The current lifeguard schedule, from 9:30 a.m. to 6 p.m., is based on the times of heaviest beach use in past years, Mr. Brazle said.
This summer's drownings, including two over the weekend, are the first since 1998 at the oceanfront.
"Nobody can remember when we've had four in a season like this," Mr. Brazle said.
All four drownings occurred in rough surf after 6 p.m., when lifeguards hired to watch the resort strip go off duty. Red flags warning of rough conditions also are taken down when lifeguards leave their stands.
The city's EMS dive team patrols the boardwalk from 6 p.m. until sunset, equipped with a Jet Ski and an all-terrain vehicle. But more extensive protection might be needed, Mr. Brazle said. Some resort cities have prohibited ocean swimming after lifeguards quit for the day, arresting people who violate the law, he said.
"We're looking at our whole operation — whether we need to guard later, how do we advise people," Mr. Brazle said. "There is no quick fix. And none of this comes cheap."

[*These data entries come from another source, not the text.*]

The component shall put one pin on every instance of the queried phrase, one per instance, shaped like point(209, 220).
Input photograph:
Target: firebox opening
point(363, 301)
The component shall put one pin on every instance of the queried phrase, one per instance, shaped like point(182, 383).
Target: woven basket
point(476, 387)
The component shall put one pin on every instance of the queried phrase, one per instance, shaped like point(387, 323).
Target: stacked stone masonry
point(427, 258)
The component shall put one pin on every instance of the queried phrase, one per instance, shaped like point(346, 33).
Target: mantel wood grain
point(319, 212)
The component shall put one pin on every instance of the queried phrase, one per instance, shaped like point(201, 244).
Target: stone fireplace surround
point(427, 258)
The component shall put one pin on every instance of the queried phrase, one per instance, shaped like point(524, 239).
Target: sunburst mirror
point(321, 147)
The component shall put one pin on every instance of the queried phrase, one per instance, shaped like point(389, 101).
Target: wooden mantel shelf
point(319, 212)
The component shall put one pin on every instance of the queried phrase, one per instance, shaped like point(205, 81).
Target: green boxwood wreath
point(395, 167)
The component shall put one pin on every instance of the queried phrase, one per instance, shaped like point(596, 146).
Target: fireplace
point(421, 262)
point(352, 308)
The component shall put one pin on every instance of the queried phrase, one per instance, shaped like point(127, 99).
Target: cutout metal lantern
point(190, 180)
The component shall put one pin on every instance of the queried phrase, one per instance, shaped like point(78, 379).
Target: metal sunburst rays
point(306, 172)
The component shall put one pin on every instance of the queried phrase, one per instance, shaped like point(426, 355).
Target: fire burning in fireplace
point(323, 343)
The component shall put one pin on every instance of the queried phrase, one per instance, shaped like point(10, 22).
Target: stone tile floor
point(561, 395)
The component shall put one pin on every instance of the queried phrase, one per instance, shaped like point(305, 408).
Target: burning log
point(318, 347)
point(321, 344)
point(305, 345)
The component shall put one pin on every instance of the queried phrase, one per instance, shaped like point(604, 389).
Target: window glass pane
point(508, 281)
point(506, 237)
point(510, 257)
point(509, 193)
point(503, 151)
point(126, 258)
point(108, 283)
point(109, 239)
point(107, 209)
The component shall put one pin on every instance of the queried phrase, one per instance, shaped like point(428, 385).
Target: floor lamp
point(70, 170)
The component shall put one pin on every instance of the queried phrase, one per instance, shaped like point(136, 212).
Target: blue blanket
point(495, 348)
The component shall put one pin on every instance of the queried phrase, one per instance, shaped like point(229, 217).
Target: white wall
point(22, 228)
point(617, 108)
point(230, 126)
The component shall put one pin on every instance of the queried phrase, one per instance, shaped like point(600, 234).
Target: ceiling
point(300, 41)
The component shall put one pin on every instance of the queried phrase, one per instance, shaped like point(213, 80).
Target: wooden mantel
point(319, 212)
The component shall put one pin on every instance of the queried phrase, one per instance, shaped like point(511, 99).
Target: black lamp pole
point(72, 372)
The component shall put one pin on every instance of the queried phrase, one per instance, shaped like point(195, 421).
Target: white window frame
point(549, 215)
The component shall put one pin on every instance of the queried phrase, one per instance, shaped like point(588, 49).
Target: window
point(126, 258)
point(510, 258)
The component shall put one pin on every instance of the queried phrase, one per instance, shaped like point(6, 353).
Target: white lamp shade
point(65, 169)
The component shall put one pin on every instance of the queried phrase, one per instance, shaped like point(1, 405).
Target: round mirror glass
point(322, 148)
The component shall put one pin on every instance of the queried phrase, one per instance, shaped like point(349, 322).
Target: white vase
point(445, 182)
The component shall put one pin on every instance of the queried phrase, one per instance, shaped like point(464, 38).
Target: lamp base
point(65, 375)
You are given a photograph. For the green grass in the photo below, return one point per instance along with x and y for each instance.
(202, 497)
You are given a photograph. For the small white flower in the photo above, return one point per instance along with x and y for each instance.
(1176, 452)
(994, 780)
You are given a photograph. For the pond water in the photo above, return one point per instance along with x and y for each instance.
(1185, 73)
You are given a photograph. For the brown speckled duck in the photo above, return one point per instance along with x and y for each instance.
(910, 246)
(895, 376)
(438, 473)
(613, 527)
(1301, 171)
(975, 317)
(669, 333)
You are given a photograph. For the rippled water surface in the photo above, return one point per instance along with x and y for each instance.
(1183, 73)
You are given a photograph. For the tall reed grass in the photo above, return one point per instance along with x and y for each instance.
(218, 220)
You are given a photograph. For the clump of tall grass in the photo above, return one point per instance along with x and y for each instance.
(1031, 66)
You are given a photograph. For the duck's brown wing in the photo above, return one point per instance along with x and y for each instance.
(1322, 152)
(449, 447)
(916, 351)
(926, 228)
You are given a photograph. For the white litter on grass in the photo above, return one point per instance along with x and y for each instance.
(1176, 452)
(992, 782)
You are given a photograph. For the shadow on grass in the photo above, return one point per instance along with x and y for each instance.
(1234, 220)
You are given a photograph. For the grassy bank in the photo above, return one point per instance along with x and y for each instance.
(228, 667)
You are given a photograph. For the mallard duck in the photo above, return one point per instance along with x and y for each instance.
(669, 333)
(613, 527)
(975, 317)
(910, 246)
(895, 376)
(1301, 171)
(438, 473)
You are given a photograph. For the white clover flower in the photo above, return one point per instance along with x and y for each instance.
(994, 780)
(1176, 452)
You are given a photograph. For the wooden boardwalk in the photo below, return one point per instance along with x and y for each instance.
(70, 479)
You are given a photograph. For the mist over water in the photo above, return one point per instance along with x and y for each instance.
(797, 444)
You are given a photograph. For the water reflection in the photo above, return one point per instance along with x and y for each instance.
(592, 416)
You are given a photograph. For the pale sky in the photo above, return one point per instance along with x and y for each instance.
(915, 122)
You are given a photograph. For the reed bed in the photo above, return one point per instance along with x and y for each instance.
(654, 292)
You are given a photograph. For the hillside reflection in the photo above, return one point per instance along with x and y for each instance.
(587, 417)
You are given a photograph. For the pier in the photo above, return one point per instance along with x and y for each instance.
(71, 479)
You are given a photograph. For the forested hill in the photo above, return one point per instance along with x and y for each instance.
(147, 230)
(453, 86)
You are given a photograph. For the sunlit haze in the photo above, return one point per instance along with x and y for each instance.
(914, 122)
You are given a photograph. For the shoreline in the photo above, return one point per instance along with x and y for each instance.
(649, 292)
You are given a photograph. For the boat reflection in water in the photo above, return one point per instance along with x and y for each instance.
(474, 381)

The summer's first drowning, on July 16, involved a 16-year-old Portsmouth girl who was swimming with a sister and two friends about 60 yards offshore about 8:30 p.m.
Witnesses reported that strong rip currents made it difficult for the four youths to swim back. A rip current occurs when ocean tides that run along the beach get funneled back to sea through or around sand bars, jetties and piers, causing a strong undertow.
On July 27, a 38-year-old Ohio man drowned after trying to rescue his 10-year-old daughter in heavy surf near the Rudee Inlet jetty at about 8 p.m. The girl had minor injuries.
That day, lifeguards had closed the oceanfront to swimming and had flown the red caution flags.
The latest drownings occurred Saturday. Rescue personnel received reports around 6:30 p.m. of two males struggling against the surf.
The body of Jesse Lynell James, 39, of Gibsonville, N.C., was recovered Sunday in the surf near Camp Pendleton and the body of Justin Cunningham, 13, of Milton, N.C., was recovered Monday in the surf just south of the 15th Street fishing pier.
The two had been visiting the beach with other members of a gospel singing group.